Propagation of synchronous epileptiform events from subiculum backward into area CA1 of rat brain slices.

The hippocampal trisynaptic pathway is comprised of superficial entorhinal afferents (part of the perforant path) to dentate granule cells, dentate mossy fiber inputs to CA3 pyramidal neurons, and CA3 cell projections to CA1 pyramidal neurons. This CA1 output is among others to the subiculum, and both CA1 and subiculum project to the entorhinal cortex to close the loop. Smaller circuits involving fewer hippocampal and parahippocampal regions have also been described.

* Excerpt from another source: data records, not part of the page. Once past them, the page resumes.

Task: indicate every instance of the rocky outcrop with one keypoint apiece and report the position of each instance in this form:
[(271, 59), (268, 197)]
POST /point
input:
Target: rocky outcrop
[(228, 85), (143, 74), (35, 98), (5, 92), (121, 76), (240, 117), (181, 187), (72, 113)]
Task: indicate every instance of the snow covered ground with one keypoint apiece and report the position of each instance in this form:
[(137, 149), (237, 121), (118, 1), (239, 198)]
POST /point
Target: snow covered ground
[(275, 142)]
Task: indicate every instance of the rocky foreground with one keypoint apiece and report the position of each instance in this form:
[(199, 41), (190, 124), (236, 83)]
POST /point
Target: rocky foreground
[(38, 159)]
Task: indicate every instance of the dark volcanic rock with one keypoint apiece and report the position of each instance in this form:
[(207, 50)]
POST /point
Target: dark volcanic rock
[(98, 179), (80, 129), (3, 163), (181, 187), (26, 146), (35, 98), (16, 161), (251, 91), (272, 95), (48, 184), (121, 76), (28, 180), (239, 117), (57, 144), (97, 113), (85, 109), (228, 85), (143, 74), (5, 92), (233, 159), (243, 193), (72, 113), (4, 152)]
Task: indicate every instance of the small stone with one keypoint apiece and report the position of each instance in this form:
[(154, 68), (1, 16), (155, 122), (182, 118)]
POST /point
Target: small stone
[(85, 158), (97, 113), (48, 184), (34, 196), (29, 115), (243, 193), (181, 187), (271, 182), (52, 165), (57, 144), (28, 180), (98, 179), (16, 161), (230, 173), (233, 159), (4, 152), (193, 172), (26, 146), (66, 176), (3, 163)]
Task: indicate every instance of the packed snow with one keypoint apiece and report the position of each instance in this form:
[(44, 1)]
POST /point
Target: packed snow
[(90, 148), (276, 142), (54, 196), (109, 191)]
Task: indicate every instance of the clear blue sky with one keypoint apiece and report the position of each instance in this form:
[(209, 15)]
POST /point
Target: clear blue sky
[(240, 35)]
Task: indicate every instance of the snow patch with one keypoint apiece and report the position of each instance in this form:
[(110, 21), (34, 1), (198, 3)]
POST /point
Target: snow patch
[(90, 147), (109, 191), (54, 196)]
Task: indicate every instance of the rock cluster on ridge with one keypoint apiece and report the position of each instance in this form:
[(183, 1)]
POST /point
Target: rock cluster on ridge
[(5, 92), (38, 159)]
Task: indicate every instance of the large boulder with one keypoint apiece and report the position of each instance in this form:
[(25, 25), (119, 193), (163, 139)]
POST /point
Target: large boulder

We present morphological and electrophysiological evidence from rat brain slices for a projection from subiculum back into area CA1. Axons of neurobiotin-labeled subicular pyramidal neurons were visualized in the apical dendritic region of CA1. Spontaneous activity in isolated subiculum--CA1 slices was produced by bathing slices in reduced magnesium media. Events in CA1 always followed events in proximal subiculum. Disruption of this subiculum--CA1 circuit with a radially oriented knife cut in the apical dendritic region between subiculum and CA1 eliminated afterdischarges in subicular and CA1 events, but did not de-synchronize the two regions. Full transections between CA1 and subiculum were necessary to functionally isolate the two regions. Only subiculum remained spontaneously active. We conclude that a subiculum--CA1 circuit supports afterdischarges in both regions and synchronizes their activity. This circuit may serve to maintain a level of depolarization in subicular and CA1 pyramidal neurons well beyond the duration of excitatory synaptic potentials resulting from activation of the trisynaptic circuitry.